| Re: Multi-core techniques [message #70514 is a reply to message #70427] |
Fri, 16 April 2010 08:28  |
wita
Messages: 43 Registered: January 2005
|
Member |
|
|
Dear Bernat,
There is actually an example included in the header of
cgi_process_manager.pro, but I will try to explain this in more
detail.
To start with, you need to to split your calculations into a set of
independent tasks. Usually, this means splitting it by parameter
ranges, by date, by region, by tile or whatever. These tasks need to
be coded as an array of structures. So if you want to split your
tasks over various inputfiles you could do something like this:
tasks = Replicate({inputfile:""}, <number_of_input_file>)

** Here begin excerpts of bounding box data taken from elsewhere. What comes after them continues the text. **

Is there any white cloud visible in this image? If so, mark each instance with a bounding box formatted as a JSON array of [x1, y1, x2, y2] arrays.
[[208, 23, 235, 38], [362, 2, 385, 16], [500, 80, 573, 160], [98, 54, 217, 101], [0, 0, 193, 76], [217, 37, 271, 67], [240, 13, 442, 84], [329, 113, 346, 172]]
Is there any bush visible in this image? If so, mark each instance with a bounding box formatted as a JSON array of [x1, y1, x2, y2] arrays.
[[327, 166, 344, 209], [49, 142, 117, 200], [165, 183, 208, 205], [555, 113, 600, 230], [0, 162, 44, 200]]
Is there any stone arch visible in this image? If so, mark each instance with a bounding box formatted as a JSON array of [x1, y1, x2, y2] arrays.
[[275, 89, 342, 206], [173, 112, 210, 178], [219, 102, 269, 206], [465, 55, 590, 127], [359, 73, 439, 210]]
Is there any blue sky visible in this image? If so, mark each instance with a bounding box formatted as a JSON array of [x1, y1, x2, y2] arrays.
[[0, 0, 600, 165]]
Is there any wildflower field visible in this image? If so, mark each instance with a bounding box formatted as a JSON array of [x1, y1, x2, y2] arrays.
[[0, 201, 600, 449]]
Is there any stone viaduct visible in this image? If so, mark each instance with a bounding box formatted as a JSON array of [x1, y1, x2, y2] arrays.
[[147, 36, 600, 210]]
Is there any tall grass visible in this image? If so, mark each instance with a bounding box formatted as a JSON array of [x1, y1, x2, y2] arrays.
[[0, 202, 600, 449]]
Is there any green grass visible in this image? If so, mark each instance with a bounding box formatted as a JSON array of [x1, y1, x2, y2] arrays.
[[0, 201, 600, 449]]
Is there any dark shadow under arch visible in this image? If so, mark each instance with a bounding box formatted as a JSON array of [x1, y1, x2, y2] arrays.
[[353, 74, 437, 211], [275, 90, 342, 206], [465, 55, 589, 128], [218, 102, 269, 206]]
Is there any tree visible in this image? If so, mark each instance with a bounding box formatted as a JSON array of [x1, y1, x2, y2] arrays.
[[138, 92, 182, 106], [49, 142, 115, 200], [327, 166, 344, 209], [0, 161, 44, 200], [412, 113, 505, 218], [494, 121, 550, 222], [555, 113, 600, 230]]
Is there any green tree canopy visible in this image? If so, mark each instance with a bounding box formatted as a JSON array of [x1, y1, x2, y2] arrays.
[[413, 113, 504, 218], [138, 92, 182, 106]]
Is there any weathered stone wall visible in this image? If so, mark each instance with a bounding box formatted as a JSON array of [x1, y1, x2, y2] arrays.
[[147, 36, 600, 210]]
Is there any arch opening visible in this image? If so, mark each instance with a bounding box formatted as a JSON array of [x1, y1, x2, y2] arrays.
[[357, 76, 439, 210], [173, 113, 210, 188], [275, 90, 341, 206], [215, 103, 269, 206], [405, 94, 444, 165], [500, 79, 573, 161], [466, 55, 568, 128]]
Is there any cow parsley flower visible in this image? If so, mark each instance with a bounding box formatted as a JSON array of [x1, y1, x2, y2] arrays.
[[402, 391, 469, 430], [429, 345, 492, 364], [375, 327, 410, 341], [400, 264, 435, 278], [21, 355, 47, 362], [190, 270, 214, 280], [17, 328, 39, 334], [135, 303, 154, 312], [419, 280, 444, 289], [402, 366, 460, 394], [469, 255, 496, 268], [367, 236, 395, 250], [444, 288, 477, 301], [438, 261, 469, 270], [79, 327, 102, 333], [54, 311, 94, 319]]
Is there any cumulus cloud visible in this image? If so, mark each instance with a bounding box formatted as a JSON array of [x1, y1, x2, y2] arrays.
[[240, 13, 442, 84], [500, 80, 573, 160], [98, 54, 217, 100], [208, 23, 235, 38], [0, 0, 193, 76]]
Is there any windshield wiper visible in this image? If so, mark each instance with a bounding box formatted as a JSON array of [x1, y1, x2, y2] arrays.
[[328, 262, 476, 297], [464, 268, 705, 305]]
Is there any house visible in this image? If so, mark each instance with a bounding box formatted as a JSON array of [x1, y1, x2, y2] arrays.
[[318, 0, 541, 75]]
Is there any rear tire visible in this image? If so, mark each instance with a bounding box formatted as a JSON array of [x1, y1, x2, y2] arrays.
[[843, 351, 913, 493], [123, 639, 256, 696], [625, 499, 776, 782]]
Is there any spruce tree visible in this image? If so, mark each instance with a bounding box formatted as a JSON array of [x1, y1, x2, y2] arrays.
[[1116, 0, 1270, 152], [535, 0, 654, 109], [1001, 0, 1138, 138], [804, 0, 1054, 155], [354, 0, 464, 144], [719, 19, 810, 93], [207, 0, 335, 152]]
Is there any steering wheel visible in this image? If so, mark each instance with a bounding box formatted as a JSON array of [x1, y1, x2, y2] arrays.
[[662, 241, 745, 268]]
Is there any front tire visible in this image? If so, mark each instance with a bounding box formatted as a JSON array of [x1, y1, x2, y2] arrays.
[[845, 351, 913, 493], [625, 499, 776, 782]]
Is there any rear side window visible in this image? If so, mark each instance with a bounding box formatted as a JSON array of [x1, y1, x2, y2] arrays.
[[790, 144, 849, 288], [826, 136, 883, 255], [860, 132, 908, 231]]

tasks[0].inputfile="datafile1.dat"
tasks[1].inputfile="datafile2.dat"
etc.
Then you start "cgi_process_manager" and you provide "tasks" as
parameter. The process manager will determine your machine setup and
start as many bridges as it can find CPUs. Next it will start the
task manager which keeps track of which tasks have been processed
and which not. The idea behind it, is that you can separate the logic
of handling tasks from the execution of tasks. For example, if you
have an IDLDataminer license you could easily extend the taskmanager
to read the tasks from a database table. I actually have a python
implementation of such a task manager that I use a lot.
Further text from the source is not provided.